Uto Ughi eseguirà brani dal nuovo Cd “Note d’Europa”
Milano, 27 maggio 2018 - Uto, nome breve e bizzarro. Uto Ughi, tra i più grandi violinisti dei nostri giorni, lo tiene da un originale nonno, appassionato studioso dell’antica Roma, che pretese imporre a figli e nipoti nomi come Caius, Ursus… A lui toccò Brutus, da cui Uto. «Per fortuna – dice il maestro - al battesimo fu richiesto un nome cattolico e così mi chiamo anche Deodato». Uto (Deodato) Ughi (Busto Arsizio 1944), accompagnato al pianoforte da Andrea Bacchetti, suona all’Auditorium domani alle 21 nella grande serata organizzata da BNL-BNP e dall’associazione Arturo Toscanini di Savigliano a favore di Telethon per la cura delle malattie genetiche rare.
Il programma del concerto è brillante. Con quali criteri è stato composto?
«Comprende le pagine più belle del repertorio violinistico delle sette Nazioni Europee, alle quali ho dedicato il mio ultimo Cd della Sony “Note d’Europa”».
C’è un pezzo che lei predilige?
«Come diceva Rubinstein, prediligo quello che sto suonando. Vale anche lo stato d’animo in cui mi trovo».
Qual è il brano in programma che esige prova di maggiore virtuosismo?
«La “ridda dei folletti”, famoso “scherzo fantastico” di Bazzini, violinista dell’800 ammirato da Paganini. Visse a lungo all’estero. Tornato in Italia insegnò al Conservatorio di Milano e ne divenne direttore. Tra i suoi allievi ebbe Catalani e Puccini. Quanto ai virtuosismi in programma, anche lo Scherzo di Wieniawski, non… scherza».

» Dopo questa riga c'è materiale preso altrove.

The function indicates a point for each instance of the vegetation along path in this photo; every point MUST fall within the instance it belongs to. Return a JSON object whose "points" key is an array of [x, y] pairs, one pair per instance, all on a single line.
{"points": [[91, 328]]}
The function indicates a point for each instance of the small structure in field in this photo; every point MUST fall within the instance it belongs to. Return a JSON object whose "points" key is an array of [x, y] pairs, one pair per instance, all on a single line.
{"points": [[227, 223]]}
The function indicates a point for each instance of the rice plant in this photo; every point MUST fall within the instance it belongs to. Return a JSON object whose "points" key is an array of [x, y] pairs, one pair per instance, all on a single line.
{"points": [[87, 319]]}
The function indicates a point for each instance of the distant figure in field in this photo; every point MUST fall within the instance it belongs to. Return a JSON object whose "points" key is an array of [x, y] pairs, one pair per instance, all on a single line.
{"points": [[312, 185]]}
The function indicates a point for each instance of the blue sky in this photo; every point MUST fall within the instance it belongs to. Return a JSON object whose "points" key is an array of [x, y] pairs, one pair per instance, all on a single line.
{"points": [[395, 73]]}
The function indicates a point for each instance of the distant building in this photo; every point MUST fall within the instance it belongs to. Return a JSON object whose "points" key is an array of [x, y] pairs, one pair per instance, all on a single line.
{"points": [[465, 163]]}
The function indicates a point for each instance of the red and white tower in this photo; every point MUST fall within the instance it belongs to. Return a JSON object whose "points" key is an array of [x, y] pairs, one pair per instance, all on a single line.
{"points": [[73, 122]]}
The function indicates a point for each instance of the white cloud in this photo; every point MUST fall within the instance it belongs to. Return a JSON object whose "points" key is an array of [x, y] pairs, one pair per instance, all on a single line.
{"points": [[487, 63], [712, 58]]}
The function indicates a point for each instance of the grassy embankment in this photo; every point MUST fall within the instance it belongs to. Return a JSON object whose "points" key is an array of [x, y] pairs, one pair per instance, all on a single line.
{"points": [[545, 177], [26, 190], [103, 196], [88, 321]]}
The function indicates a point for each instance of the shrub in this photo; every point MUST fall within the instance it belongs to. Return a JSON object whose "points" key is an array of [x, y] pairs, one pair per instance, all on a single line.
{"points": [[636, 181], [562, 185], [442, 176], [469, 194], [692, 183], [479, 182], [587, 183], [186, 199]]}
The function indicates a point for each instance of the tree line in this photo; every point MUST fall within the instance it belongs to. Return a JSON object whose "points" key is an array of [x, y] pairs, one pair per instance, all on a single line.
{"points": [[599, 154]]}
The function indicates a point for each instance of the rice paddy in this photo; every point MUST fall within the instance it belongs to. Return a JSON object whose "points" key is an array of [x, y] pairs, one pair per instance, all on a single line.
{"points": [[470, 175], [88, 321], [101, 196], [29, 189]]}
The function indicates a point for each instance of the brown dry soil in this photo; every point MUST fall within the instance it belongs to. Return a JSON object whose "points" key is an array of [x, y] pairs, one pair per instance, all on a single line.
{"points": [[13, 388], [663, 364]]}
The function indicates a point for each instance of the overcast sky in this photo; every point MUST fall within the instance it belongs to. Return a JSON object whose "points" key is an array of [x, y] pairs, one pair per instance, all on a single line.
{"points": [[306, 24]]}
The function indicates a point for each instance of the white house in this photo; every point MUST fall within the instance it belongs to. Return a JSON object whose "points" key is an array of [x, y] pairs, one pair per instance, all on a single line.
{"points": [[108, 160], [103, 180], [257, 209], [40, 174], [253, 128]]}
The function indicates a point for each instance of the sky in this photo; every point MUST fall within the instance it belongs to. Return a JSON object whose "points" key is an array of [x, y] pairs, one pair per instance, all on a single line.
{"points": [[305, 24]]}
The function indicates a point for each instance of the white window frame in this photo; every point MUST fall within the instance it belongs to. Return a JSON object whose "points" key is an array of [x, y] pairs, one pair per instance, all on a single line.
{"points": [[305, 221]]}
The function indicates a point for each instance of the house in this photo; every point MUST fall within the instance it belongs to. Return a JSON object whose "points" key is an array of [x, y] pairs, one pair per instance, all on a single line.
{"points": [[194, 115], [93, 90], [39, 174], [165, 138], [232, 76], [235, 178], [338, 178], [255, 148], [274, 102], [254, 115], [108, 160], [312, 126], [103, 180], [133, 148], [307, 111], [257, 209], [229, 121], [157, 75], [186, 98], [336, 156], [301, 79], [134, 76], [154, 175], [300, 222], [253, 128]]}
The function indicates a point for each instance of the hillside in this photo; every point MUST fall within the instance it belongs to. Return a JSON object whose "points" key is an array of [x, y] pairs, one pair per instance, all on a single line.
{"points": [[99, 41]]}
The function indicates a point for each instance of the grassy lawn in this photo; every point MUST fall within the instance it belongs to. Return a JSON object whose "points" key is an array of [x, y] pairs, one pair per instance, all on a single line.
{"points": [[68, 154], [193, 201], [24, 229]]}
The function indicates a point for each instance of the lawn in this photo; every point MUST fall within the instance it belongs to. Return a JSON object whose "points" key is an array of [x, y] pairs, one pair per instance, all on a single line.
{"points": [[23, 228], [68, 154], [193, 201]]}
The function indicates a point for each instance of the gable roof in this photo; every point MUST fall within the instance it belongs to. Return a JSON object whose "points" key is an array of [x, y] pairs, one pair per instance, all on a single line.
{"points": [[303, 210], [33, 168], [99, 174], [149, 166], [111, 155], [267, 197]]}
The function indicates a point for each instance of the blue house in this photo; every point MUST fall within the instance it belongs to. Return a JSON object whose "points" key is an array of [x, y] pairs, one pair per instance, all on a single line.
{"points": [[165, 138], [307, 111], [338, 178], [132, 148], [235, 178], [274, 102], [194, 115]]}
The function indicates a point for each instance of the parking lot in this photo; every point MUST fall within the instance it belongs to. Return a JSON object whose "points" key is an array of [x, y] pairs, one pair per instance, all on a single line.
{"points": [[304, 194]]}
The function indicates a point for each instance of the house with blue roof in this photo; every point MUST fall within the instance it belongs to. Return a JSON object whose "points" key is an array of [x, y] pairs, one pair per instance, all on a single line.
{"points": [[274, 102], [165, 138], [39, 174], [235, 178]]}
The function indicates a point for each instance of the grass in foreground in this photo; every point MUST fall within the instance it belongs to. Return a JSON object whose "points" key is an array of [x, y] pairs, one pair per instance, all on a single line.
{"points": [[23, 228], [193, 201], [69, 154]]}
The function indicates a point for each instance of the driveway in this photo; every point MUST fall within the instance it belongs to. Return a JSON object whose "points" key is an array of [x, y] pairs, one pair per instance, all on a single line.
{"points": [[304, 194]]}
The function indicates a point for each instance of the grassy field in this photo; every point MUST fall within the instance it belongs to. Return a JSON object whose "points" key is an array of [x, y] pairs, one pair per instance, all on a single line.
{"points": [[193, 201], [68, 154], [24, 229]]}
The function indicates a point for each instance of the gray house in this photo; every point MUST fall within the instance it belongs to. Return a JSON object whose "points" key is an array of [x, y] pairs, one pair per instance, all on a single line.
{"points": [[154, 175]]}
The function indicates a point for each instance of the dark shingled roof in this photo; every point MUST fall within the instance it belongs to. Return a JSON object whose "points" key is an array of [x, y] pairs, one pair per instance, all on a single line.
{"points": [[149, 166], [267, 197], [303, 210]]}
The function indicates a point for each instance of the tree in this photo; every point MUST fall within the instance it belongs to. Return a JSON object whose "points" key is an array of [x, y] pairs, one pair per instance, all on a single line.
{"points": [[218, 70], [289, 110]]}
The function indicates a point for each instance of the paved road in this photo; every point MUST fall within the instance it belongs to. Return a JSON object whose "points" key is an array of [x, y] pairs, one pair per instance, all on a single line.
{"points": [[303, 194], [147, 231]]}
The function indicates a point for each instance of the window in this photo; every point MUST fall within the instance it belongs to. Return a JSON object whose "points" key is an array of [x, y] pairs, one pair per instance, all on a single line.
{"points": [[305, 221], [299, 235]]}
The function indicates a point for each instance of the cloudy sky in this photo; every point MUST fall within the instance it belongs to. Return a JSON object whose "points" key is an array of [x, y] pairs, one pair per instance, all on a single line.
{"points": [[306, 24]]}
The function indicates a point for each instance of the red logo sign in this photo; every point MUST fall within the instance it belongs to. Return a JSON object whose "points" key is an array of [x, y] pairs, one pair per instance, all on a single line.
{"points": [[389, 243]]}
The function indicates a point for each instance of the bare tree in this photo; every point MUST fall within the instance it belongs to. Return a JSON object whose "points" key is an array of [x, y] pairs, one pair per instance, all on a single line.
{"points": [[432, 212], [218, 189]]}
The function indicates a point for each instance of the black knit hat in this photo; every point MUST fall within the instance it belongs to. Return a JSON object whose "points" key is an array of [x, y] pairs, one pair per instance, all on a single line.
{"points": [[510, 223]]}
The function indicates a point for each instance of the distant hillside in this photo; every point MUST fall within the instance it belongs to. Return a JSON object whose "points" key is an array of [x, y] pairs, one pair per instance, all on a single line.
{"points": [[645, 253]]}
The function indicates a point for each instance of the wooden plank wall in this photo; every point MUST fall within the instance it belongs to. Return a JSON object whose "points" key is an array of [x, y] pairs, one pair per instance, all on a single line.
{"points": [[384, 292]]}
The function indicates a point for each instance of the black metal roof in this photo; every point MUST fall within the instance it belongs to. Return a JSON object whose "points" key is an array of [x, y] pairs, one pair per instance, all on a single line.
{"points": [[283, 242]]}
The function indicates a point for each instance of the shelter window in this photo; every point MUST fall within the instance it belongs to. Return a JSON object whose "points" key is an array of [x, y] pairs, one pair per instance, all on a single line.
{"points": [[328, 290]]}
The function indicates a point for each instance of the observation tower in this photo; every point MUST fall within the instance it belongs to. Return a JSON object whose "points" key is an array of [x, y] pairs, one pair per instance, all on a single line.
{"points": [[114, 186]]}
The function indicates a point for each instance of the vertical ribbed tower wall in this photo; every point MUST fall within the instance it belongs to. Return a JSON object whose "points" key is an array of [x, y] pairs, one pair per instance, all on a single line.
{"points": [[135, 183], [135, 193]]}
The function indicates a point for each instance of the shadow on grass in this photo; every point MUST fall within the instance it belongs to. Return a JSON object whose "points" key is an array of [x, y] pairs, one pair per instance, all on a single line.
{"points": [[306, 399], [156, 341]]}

Lombardo di nascita, lei è veneziano di adozione. Ha anche fondato il festival “Omaggio a Venezia” , chiamando grandi artisti a suonare senza compenso per promuovere il restauro di monumenti. Cosa pensa ora delle Grandi Navi?
«Sono un pericolo, oltre che una bruttura, enorme. Venezia è una città fragile, magica. Sembra vivere tra le quinte di un teatro. Basta nulla a distruggere il suo equilibrio. Ma quando ci sono di mezzo tanti soldi…».
Lei proviene da una famiglia di musicisti. A sette anni già si esibiva in pubblico. Essere così precoci comporta rischi?
«Spesso prima dei vent’anni gli “enfant prodige”si bruciano. Io a dieci anni sono andato a Parigi a studiare con George Enescu, il mio primo grande maestro. Poi a Ginevra dove mi sono diplomato a 15 anni. Poi in Inghilterra. Credo che il meglio di sé un musicista lo dia dopo i 40 anni».
Adesso, compiuti i settant’anni, si sente arrivato all’apice della sua carriera?
«Io non mi sento proprio niente...».